The gray is cloud cover for that day, the green/yellow is dirty/green water, the blue is blue water. If you see a really good/ definite line between the blue and green then more than likely theres a very noticeable rip and possibly a weedline or scattered grass.


----------



## Keithcooking (Jun 24, 2015)

http://optics.marine.usf.edu/cgi-bi...=1#A20152242015230.1KM.GCOOS.7DAY.L3D.OCI.png


----------



## 69Viking (Oct 30, 2008)

Keithcooking said:


> The gray is cloud cover for that day, the green/yellow is dirty/green water, the blue is blue water. If you see a really good/ definite line between the blue and green then more than likely theres a very noticeable rip and possibly a weedline or scattered grass.


Thanks, that's pretty cool, didn't know anything like this existed but shouldn't be surprised with technology these days!


----------



## Keithcooking (Jun 24, 2015)

They have hiltons also, which is a subscription. Its well worth it if you plan on fishing several times.
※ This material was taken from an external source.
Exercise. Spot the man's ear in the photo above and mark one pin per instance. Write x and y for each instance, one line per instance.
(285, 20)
This is a good reference on how close it is though.


----------



## Keithcooking (Jun 24, 2015)

https://worldview.earthdata.nasa.go...5649277,-84.84330452461225,33.675114933185924


----------



## Keithcooking (Jun 24, 2015)

The last post is nasa, you can play around with the date and filter layers and see the blue water. Scroll back to yesterdays date and look


----------



## snapper man (Apr 27, 2012)

On fish track real color sat ,it looks to be pretty Brown al the way past horn mountain. But i would like to see what hiltons says if anyone could share.


----------



## JVT (Jun 5, 2009)

According to Hilton's there is a pretty decent push of blue water coming up the east side of the DeSoto Canyon all the way up to a few miles east of 131 Hole and Nipple.


----------



## Sailorboy (Sep 28, 2011)

for grins and giggles... (and the risk of sounding like a newbie) what is the Nipple and the coordinates....


----------



## Downtime2 (Sep 27, 2007)

It's a nice stroll.


----------



## Realtor (Oct 1, 2007)

geeze I havent seen nice clear blue water since last fall.....


----------